FIG. 5. — Influenza virus NP and polymerase complex interact with hStau1 complexes. To determine which viral RNP proteins interact with hStau1, HEK293T cells were cotransfected with the plasmid expressing hStau1-TAP (or the TAP tag as a control) and all plasmids required to generate an active RNP (pCMV-PB1, pCMV-PB2, pCMV-PA, pCMV-NP and pHH-NS1) (A), each of the plasmids individually expressing the protein components of the RNP (B), the plasmids expressing the viral polymerase (C), or a plasmid expressing NP (D) (the cell lysis was performed in the presence or absence of RNase A). In every set of experiments, after 24 h posttransfection, cell extracts were used to carry out TAP purification. Aliquots of the total extract (Input), material not bound to IgG-Sepharose resin (NBIgG), and material eluted from the IgG-Sepharose resin (eluted) were analyzed by Western blotting with antibodies specific for PA, PB1, PB2, NP, NS1, and hStau1, as indicated to the right. The asterisk in panel A indicates a cross-reaction of the anti-hStau1 antibody.

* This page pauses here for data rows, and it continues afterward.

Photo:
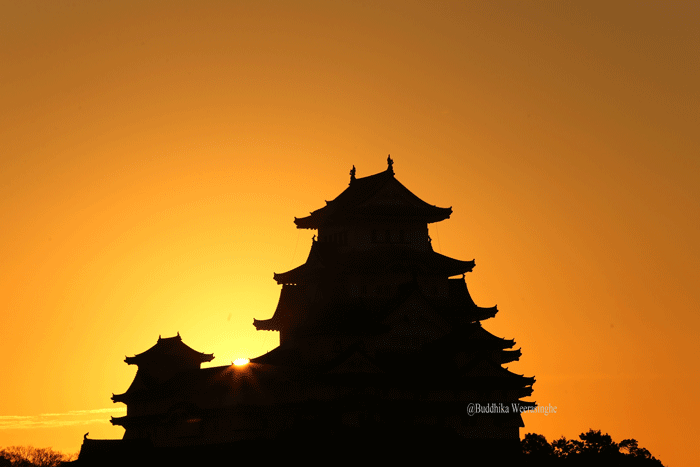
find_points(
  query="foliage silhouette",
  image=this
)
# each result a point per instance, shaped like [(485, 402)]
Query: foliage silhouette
[(593, 448), (29, 456)]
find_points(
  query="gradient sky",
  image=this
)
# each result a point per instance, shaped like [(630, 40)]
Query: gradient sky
[(154, 155)]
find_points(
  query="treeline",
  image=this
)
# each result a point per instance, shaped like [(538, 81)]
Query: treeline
[(593, 448), (29, 456)]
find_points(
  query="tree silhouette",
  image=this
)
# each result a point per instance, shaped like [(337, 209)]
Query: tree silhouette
[(593, 448), (29, 456)]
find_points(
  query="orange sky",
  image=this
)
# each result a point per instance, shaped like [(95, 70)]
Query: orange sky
[(154, 155)]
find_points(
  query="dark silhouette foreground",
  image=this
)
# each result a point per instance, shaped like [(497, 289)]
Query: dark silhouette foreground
[(592, 449), (29, 456)]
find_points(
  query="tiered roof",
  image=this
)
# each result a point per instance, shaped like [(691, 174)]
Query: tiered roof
[(376, 197), (169, 348)]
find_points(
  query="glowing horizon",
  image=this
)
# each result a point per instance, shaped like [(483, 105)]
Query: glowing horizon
[(154, 158)]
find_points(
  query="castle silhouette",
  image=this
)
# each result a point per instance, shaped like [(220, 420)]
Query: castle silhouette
[(381, 348)]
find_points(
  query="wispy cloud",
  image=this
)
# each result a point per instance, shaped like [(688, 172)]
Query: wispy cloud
[(53, 420)]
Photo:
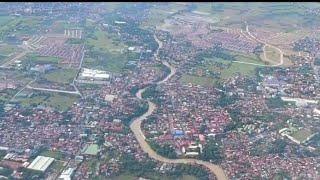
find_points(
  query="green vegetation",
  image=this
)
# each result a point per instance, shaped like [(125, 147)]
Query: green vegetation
[(75, 41), (317, 61), (31, 174), (54, 154), (6, 50), (225, 100), (105, 42), (57, 166), (153, 93), (33, 59), (302, 134), (165, 150), (5, 171), (197, 80), (214, 65), (64, 76), (55, 100), (282, 175), (161, 12), (275, 102), (138, 111), (131, 168), (278, 146), (212, 152)]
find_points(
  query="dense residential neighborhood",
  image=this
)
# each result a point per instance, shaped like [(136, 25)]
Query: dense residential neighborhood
[(159, 91)]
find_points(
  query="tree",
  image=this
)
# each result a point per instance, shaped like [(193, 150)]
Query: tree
[(212, 152)]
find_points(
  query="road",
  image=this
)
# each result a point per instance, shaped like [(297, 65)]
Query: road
[(264, 51), (135, 126)]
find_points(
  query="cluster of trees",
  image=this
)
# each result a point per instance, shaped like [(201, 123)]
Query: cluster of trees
[(197, 171), (317, 61), (5, 171), (2, 112), (165, 150), (278, 147), (236, 121), (152, 92), (142, 108), (225, 100), (146, 168), (31, 174), (217, 51), (212, 152), (75, 41), (131, 165)]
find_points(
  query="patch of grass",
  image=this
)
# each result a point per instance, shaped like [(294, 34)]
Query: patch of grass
[(36, 59), (57, 166), (54, 154), (61, 102), (125, 177), (197, 80), (64, 76), (236, 68), (61, 25), (106, 61), (302, 134), (272, 54), (232, 68), (4, 20), (106, 42), (6, 50)]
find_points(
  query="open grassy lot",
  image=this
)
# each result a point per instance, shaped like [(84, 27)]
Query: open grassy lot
[(34, 58), (63, 75), (57, 166), (58, 101), (106, 42), (160, 12), (60, 25), (7, 49), (197, 80), (4, 20), (272, 55), (302, 134), (53, 154), (216, 69), (126, 176)]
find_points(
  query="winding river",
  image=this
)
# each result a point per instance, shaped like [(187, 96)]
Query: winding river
[(135, 126)]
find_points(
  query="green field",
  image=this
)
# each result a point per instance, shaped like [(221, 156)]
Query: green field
[(54, 100), (196, 80), (64, 76), (53, 154), (4, 20), (159, 13), (272, 54), (36, 59), (6, 50), (302, 134), (127, 176), (106, 42), (60, 25), (57, 166)]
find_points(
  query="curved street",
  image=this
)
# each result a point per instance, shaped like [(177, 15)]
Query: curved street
[(135, 126)]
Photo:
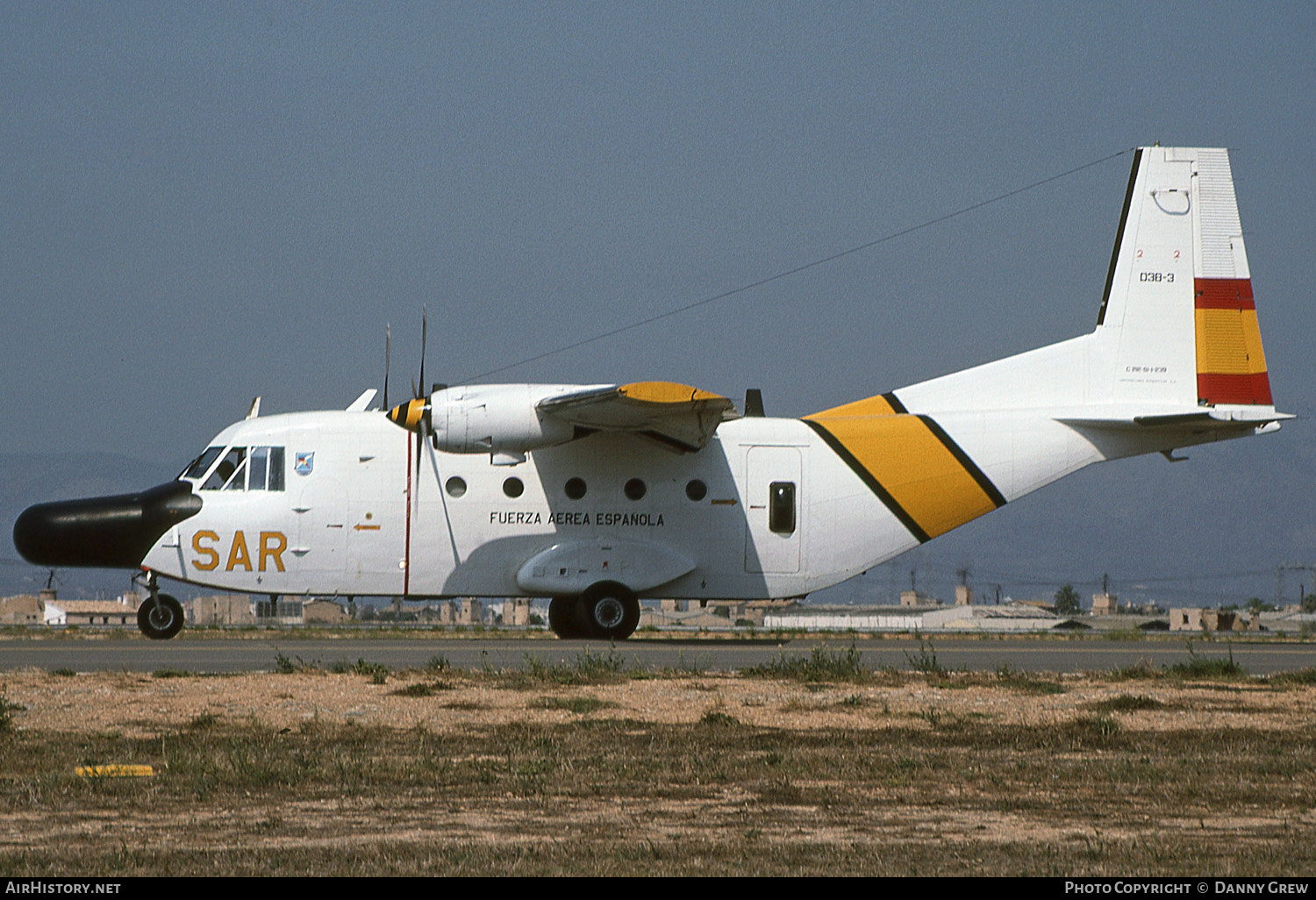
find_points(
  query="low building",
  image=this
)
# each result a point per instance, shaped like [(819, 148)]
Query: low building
[(1105, 604), (324, 612), (275, 611), (516, 611), (223, 610), (99, 612), (1195, 618), (23, 610)]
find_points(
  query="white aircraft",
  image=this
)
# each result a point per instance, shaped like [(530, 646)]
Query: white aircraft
[(597, 496)]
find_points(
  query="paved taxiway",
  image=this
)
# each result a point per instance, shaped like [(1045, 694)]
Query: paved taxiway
[(221, 654)]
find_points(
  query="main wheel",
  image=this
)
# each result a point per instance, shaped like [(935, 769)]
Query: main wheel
[(566, 618), (611, 611), (160, 618)]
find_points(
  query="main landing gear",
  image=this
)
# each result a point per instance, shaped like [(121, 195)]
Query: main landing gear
[(161, 616), (605, 612)]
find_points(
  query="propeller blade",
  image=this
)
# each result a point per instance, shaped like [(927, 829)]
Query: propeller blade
[(389, 344), (424, 318)]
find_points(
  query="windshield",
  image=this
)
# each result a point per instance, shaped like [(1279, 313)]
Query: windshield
[(202, 463)]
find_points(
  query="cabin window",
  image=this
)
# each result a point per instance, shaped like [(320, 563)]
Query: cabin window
[(781, 507), (265, 468)]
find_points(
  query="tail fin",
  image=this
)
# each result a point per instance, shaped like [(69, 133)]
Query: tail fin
[(1178, 325), (1178, 296), (1176, 361)]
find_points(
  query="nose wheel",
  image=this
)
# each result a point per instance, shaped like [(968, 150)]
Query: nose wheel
[(161, 616), (604, 612)]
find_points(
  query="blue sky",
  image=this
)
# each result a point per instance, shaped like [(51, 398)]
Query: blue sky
[(200, 203)]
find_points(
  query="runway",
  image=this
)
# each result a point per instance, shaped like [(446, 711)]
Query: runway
[(253, 654)]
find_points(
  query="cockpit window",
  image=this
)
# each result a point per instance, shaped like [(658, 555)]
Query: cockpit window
[(258, 470), (224, 473), (197, 466), (265, 468)]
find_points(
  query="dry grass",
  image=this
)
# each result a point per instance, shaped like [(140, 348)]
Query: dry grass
[(591, 771)]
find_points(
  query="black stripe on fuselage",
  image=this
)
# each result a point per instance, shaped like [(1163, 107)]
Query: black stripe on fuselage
[(962, 458), (866, 476)]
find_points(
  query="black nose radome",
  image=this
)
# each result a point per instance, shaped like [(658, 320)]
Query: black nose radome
[(103, 532)]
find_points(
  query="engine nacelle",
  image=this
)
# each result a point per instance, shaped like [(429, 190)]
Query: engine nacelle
[(500, 420)]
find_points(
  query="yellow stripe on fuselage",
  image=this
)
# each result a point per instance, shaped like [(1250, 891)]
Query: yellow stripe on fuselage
[(911, 465)]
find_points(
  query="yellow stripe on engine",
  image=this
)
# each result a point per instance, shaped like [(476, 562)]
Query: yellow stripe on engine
[(1229, 342), (913, 466), (878, 405), (665, 392)]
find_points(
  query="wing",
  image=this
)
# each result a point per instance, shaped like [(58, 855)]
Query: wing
[(676, 416)]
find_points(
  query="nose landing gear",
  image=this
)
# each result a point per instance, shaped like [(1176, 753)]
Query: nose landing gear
[(605, 612), (161, 616)]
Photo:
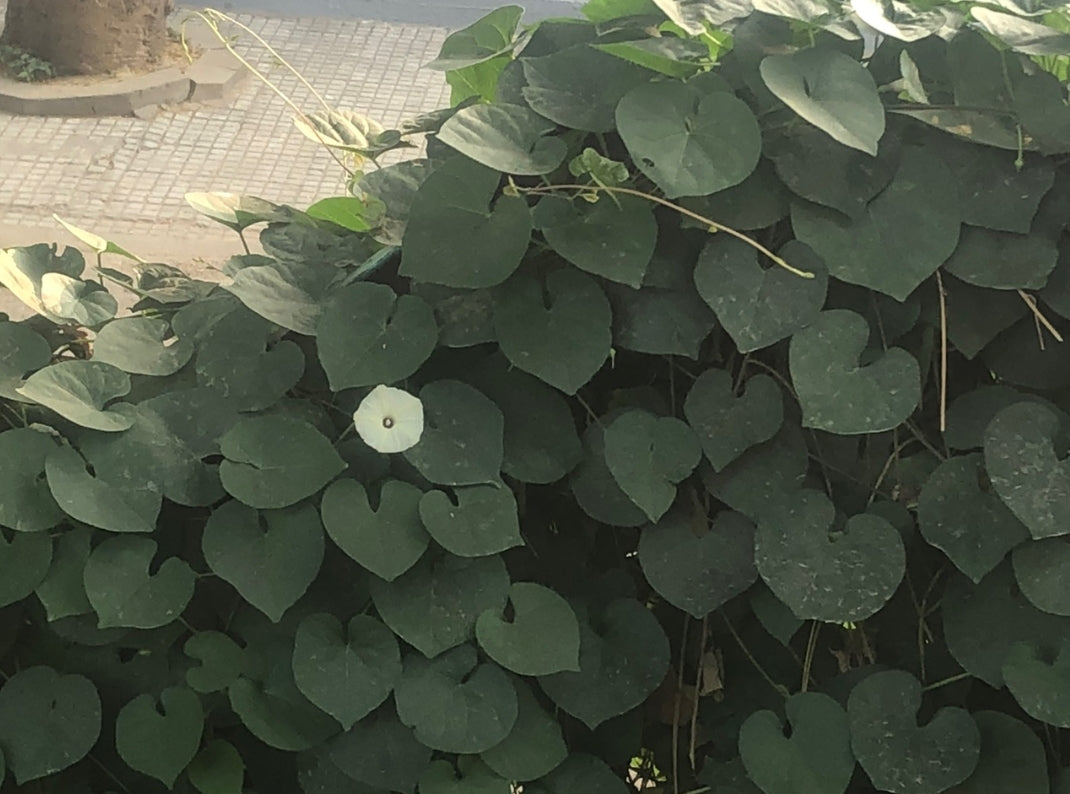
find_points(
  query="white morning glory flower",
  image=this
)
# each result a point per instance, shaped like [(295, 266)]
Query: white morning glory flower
[(390, 420)]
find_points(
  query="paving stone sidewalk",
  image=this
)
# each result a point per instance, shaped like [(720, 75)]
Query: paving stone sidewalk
[(124, 178)]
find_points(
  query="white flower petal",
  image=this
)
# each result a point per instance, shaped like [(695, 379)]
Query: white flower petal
[(390, 420)]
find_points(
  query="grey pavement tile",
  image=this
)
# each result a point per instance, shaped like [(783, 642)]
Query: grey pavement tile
[(125, 176)]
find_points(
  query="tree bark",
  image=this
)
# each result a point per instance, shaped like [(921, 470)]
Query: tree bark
[(89, 36)]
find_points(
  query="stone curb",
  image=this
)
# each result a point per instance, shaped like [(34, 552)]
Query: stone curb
[(213, 76)]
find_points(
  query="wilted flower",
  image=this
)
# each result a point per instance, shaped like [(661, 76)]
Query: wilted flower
[(390, 420)]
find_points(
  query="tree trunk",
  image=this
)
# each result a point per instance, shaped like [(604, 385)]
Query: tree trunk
[(89, 36)]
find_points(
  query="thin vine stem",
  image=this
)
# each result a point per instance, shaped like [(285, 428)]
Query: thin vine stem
[(675, 208)]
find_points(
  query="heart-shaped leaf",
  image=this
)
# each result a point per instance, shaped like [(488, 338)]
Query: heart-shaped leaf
[(824, 573), (21, 352), (830, 90), (1024, 468), (760, 305), (624, 655), (964, 519), (540, 443), (579, 87), (900, 757), (222, 660), (461, 443), (1041, 568), (579, 230), (689, 142), (62, 592), (839, 395), (24, 564), (872, 249), (508, 138), (349, 671), (541, 638), (699, 573), (1012, 758), (73, 300), (458, 234), (381, 752), (281, 719), (217, 768), (982, 622), (647, 456), (815, 759), (487, 37), (818, 168), (434, 606), (290, 294), (123, 592), (479, 520), (79, 391), (454, 703), (48, 721), (26, 503), (387, 540), (161, 743), (534, 746), (725, 425), (562, 335), (141, 346), (1038, 675), (274, 461), (269, 556), (367, 335)]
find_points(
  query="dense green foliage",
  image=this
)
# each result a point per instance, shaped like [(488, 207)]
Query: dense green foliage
[(696, 411)]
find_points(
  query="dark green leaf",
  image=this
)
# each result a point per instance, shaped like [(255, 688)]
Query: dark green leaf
[(815, 759), (387, 540), (349, 671), (26, 503), (648, 456), (760, 303), (900, 757), (830, 90), (508, 138), (454, 703), (1038, 675), (24, 564), (836, 393), (579, 87), (461, 443), (434, 606), (613, 238), (269, 556), (624, 655), (698, 567), (541, 638), (458, 235), (274, 461), (560, 332), (368, 335), (1024, 468), (725, 425), (48, 721), (823, 571), (961, 516), (904, 234), (156, 742), (688, 142), (476, 521), (123, 592), (79, 391), (534, 746)]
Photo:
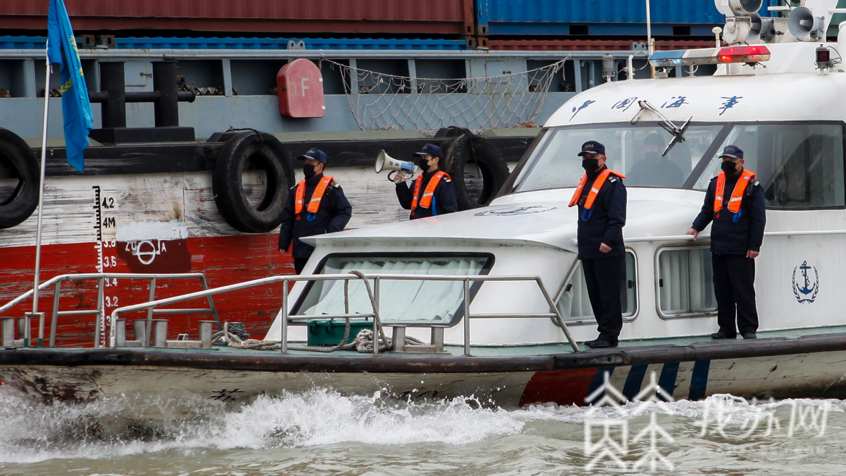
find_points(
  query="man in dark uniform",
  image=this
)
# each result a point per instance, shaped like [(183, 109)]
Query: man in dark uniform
[(601, 200), (735, 203), (433, 192), (655, 170), (316, 205)]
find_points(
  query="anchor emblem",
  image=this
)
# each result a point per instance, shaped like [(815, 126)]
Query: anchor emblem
[(806, 292)]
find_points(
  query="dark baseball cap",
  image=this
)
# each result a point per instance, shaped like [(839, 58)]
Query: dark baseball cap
[(592, 147), (314, 154), (431, 149), (732, 152)]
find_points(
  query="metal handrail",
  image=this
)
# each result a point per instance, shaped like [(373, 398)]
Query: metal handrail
[(377, 278), (101, 277)]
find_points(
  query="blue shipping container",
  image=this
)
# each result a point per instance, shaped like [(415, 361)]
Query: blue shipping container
[(600, 17)]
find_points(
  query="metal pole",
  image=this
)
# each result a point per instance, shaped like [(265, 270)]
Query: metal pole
[(57, 293), (284, 338), (41, 186), (376, 313), (467, 317), (649, 35)]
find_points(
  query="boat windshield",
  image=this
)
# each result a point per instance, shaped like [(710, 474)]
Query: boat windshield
[(634, 150), (407, 302)]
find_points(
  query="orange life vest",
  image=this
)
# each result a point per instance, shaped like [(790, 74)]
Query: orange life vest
[(426, 200), (594, 190), (736, 194), (316, 197)]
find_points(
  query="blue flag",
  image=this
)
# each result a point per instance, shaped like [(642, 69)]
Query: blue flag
[(76, 107)]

Relevance of hStau1 in influenza virus infection.

To analyze the possible role of hStau1 protein in influenza virus infection, we used gene silencing to generate HEK293T-based cell lines in which hStau1 expression is reduced. The cells were transfected with the plasmid pSR-puro-iStau, which encodes a short hairpin (shRNA) directed to hStau1 mRNA and a puromycin resistance marker. Multiple cell clones were selected by incubation with puromycin, and the levels of endogenous hStau1 were analyzed by Western blot and immunofluorescence assays. Two of them, clones 1-4 and 1-8, showed diminished levels of hStau1 compared to the parental cell line (iStau cells) and were further used for infection experiments (Fig. 6A). As a control, HEK293T cells silenced with an irrelevant sequence derived from Thermotoga maritima (iTm cells) were used. Both hStau1 isoforms were silenced (see Fig. 6A, arrows), and the downregulation was around 50% for clone 1-4.

FIG. 6. — The yield of influenza virus is reduced in hStau1-silenced HEK293T cells. (A) The levels of hStau1 in WT HEK293T cells, TM clone cells, and the hStau1-silenced cell clones 1-4 and 1-8 were determined by Western blotting using actin as a standard. The two hStau1 isoforms are indicated by arrows, while the asterisk denotes a cross-reaction of the anti-hStau1 antibody. (B) Cultures of HEK293T cells (WT), cells silenced with the irrelevant TM sequence (TM), and the hStau1-silenced clones 1-4 and 1-8 were infected with WSN virus at an MOI of 10⁻³ PFU/cell, and aliquots of the supernatants were sampled at the indicated times after infection. Virus titers and standard deviations are presented, as determined by plaque assay with MDCK cells.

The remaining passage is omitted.